J'avais dans un premier temps décidé de ne pas ajouter ce livre à une Pal déjà dégoulinante, et qui contient entre autres quelques titres de
Pierre Lemaître. Mais voilà, à force d'en lire des critiques alléchantes, et aussi par curiosité quand j'ai appris qu'il s'agissait de son premier "noir", j'ai fini par fléchir, et quand, comme par un fait exprès, mes bibliothécaires ont choisi de le mettre en évidence sur un présentoir, j'étais cuite !
Je n'avais pas vraiment de grosses attentes, sachant que l'auteur l'a écrit en 1985, donc à ses tout débuts, et qu'il ne l'a finalement fait éditer que pour clore sa série de
romans noirs et passer à autre chose. (Mais j'ai noté qu'il y a quand même apporté quelques "améliorations", par rapport au texte d'origine). Et je suis finalement satisfaite de ma lecture, hormis quelques petites frustrations concernant certaines explications ou développements, j'y reviendrai.
Mathilde est une dame "d'âge mûr", comme on dit pour ne pas employer le terme "petite vieille", un peu rondelette, veuve aisée, et maman d'une fille qu'elle va voir le moins souvent possible. C'est justement au retour d'une de ces visites qu'on fait sa connaissance. Elle est "à la bourre" pour effectuer un travail qu'on lui a commandé, et ne cesse de pester contre les aléas du trafic.

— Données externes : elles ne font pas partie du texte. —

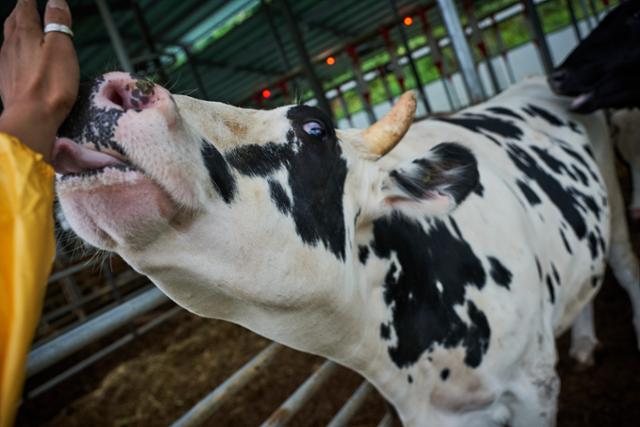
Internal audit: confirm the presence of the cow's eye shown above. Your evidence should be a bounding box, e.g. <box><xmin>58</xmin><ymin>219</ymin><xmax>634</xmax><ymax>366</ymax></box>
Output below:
<box><xmin>303</xmin><ymin>120</ymin><xmax>326</xmax><ymax>138</ymax></box>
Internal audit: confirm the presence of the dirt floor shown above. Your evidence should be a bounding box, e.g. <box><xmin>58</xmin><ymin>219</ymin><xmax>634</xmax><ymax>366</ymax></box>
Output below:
<box><xmin>17</xmin><ymin>186</ymin><xmax>640</xmax><ymax>427</ymax></box>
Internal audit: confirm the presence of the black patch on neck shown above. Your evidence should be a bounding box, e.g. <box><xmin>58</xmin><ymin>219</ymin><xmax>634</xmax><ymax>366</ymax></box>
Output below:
<box><xmin>522</xmin><ymin>104</ymin><xmax>565</xmax><ymax>127</ymax></box>
<box><xmin>201</xmin><ymin>140</ymin><xmax>237</xmax><ymax>203</ymax></box>
<box><xmin>226</xmin><ymin>105</ymin><xmax>348</xmax><ymax>261</ymax></box>
<box><xmin>372</xmin><ymin>216</ymin><xmax>490</xmax><ymax>369</ymax></box>
<box><xmin>487</xmin><ymin>257</ymin><xmax>512</xmax><ymax>289</ymax></box>
<box><xmin>436</xmin><ymin>113</ymin><xmax>524</xmax><ymax>141</ymax></box>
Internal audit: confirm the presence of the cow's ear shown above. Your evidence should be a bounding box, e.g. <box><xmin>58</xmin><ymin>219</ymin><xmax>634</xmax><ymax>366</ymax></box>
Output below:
<box><xmin>378</xmin><ymin>143</ymin><xmax>480</xmax><ymax>217</ymax></box>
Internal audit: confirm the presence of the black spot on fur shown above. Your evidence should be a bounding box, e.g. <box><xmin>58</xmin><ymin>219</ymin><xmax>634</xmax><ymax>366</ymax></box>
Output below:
<box><xmin>523</xmin><ymin>104</ymin><xmax>564</xmax><ymax>127</ymax></box>
<box><xmin>486</xmin><ymin>106</ymin><xmax>525</xmax><ymax>121</ymax></box>
<box><xmin>505</xmin><ymin>143</ymin><xmax>589</xmax><ymax>239</ymax></box>
<box><xmin>546</xmin><ymin>274</ymin><xmax>556</xmax><ymax>304</ymax></box>
<box><xmin>560</xmin><ymin>229</ymin><xmax>573</xmax><ymax>254</ymax></box>
<box><xmin>59</xmin><ymin>78</ymin><xmax>126</xmax><ymax>156</ymax></box>
<box><xmin>268</xmin><ymin>180</ymin><xmax>291</xmax><ymax>214</ymax></box>
<box><xmin>437</xmin><ymin>113</ymin><xmax>523</xmax><ymax>140</ymax></box>
<box><xmin>372</xmin><ymin>216</ymin><xmax>490</xmax><ymax>369</ymax></box>
<box><xmin>408</xmin><ymin>375</ymin><xmax>413</xmax><ymax>383</ymax></box>
<box><xmin>487</xmin><ymin>257</ymin><xmax>512</xmax><ymax>289</ymax></box>
<box><xmin>440</xmin><ymin>368</ymin><xmax>450</xmax><ymax>381</ymax></box>
<box><xmin>516</xmin><ymin>180</ymin><xmax>542</xmax><ymax>206</ymax></box>
<box><xmin>201</xmin><ymin>141</ymin><xmax>237</xmax><ymax>203</ymax></box>
<box><xmin>380</xmin><ymin>323</ymin><xmax>391</xmax><ymax>340</ymax></box>
<box><xmin>359</xmin><ymin>245</ymin><xmax>370</xmax><ymax>265</ymax></box>
<box><xmin>226</xmin><ymin>106</ymin><xmax>348</xmax><ymax>260</ymax></box>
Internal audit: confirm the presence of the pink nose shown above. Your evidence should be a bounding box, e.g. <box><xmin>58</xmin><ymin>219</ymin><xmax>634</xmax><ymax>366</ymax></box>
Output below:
<box><xmin>96</xmin><ymin>71</ymin><xmax>167</xmax><ymax>112</ymax></box>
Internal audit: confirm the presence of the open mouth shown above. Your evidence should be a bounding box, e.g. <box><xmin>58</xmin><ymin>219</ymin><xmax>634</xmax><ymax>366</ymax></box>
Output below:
<box><xmin>52</xmin><ymin>137</ymin><xmax>140</xmax><ymax>180</ymax></box>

Mais elle parviendra quand même à remplir son contrat, quoique de manière pas tout-à-fait orthodoxe, ce qui va inquiéter sa hiérarchie. parce que jusqu'à présent, elle a toujours bossé de façon impeccable, et Henri, son supérieur direct, n'a eu qu'à se féliciter de l'avoir recrutée après l'avoir connue à l'époque de la Résistance. Mais les couacs et les initiatives personnelles parfois malheureuses de Mathilde vont se multiplier, il faut de résoudre à la recadrer...
Parallèlement, l'inspecteur René Vassiliev, grand escogriffe dégingandé un peu morose à l'idée de la routine qui l'attend après son service, est ravi quand, une minute avant de finir sa journée, un appel au sujet d'un meurtre va lui permettre de s'attibuer une enquête qui s'annonce passionnante !
Le récit se déroule dans les années 80, une ambiance bien différente de celle des polars actuels, la plupart des technologies couramment employées de nos jours n'existent pas, on se déplace en R25 ou en Ami 6 à l'aide de cartes routières, et la police scientifique n'a pas encore les moyens dont elle dispose actuellement. D'ailleurs, à ce sujet, j'ai trouvé l'enquête assez peu développée, à part des interrogatoires de témoins on n'a que peu d'éléments concernant notamment les mobiles. Parfois une seule piste vite improbable est suivie... Mais bon, il s'agit d'un roman de jeunesse, il est normal que quelques imperfections y demeurent, et si je n'étais pas une lectrice assidue du genre, peut-être n'y aurais-je même pas prêté attention.
D'autre part, j'ai apprécié les rapports très ambigus entre Henri et Mathilde, ces deux-là s'aiment depuis des décennies, mais n'ont jamais réussi à se l'avouer. Et finalement leur histoire va prendre une tournure assez inattendue.
Je n'ai pas réussi à m'attacher au personnage de l'inspecteur, c'est dommage parce qu'il était prometteur, mais...
Un autre protagoniste m'a par contre touché, c'est Monsieur de la Hosseray, ancien préfet à la santé mentale déclinante (on devine qu'il est atteint d'Alzheimer), qui lutte pour garder la mémoire et rester digne. Je me suis un peu demandé ce qu'il venait faire là-dedans, hormis le fait qu'il soit une connaissance de Vassiliev, mais son rôle va prendre de l'importance.
Le ton est souvent humoristique et second degré, et pourtant bien des aspects de l'histoire se révèlent plutôt tragiques, on traite de sénilité, de solitude et de liens familiaux distendus et même de maltraitance animale, mais ce n'est que par petites touches disséminées ça et là. Sous des dehors ironiques et bon enfant, des thématiques sérieuses existent, et auraient peut-être mérité plus de développement parfois.
Pour conclure, il est évident que
Pierre Lemaître s'est grandement amélioré par la suite dans le domaine du polar noir, mais ce "Serpent majuscule" reste une lecture divertissante et tout-à-fait recommandable.